Identifican un "interruptor molecular" que impulsa la inflamación cerebral en el Alzheimer
Un estudio de Scripps Research revela que la proteína STING se mantiene hiperactiva por una modificación química, dañando las neuronas. El hallazgo abre la puerta a nuevos fármacos para detener la progresión de la enfermedad.

Un equipo de científicos de Scripps Research ha identificado un mecanismo molecular clave que impulsa la inflamación cerebral crónica característica de la enfermedad de Alzheimer. El hallazgo, publicado en la revista Cell Chemical Biology, señala a la proteína STING como un "interruptor" que, al ser modificado químicamente, se queda atascado en un estado de hiperactividad, provocando daño neuronal y la pérdida de conexiones sinápticas.
El rol de la proteína STING en el Alzheimer
El sistema inmunitario del cerebro está diseñado para proteger a las neuronas de amenazas. Sin embargo, en pacientes con Alzheimer, este sistema se vuelve crónicamente activo, generando una inflamación persistente que deteriora las sinapsis, las conexiones vitales entre células nerviosas.
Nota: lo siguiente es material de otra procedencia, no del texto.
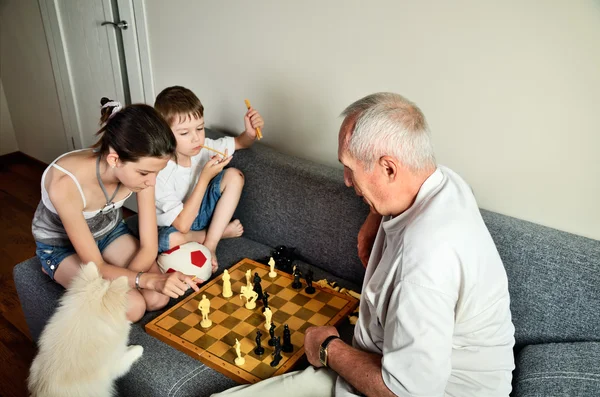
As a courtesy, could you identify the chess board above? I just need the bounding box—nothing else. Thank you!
[146,259,358,383]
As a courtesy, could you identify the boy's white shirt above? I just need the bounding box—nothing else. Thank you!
[154,137,235,226]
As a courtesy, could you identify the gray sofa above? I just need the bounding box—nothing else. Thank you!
[14,131,600,397]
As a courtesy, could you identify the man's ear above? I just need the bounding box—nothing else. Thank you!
[106,149,119,168]
[379,156,399,181]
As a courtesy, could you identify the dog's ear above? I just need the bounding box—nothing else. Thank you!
[110,276,131,294]
[80,262,100,282]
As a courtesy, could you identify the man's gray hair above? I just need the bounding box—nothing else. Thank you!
[342,92,436,172]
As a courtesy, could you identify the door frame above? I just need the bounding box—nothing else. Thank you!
[38,0,154,150]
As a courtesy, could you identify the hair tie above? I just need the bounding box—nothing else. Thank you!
[102,101,123,119]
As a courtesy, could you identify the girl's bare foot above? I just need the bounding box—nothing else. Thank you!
[222,219,244,238]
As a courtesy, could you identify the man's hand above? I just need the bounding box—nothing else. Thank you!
[304,326,340,368]
[200,150,233,182]
[244,107,265,140]
[358,212,381,267]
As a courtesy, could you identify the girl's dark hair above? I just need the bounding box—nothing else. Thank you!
[92,98,177,162]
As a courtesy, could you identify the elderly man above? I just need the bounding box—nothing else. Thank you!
[212,93,514,397]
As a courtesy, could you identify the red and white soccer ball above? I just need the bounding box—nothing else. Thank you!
[157,241,212,281]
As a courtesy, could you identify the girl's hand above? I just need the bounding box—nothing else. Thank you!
[244,107,265,139]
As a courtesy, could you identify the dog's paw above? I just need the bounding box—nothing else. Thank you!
[127,345,144,362]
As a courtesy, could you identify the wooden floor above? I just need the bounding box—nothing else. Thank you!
[0,153,131,397]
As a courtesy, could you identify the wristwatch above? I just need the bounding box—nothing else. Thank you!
[319,335,340,367]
El nuevo estudio se centró en la proteína STING (Estimulador de Genes de Interferón), conocida por su papel en la red de alerta temprana del sistema inmune.
Los investigadores descubrieron que, en los cerebros afectados por el Alzheimer, la proteína STING sufre una alteración química específica conocida como S-nitrosilación (SNO). Esta modificación, que implica la adición de óxido nítrico a un aminoácido de la proteína, hace que STING se active de forma descontrolada, perpetuando un ciclo de neuroinflamación dañina.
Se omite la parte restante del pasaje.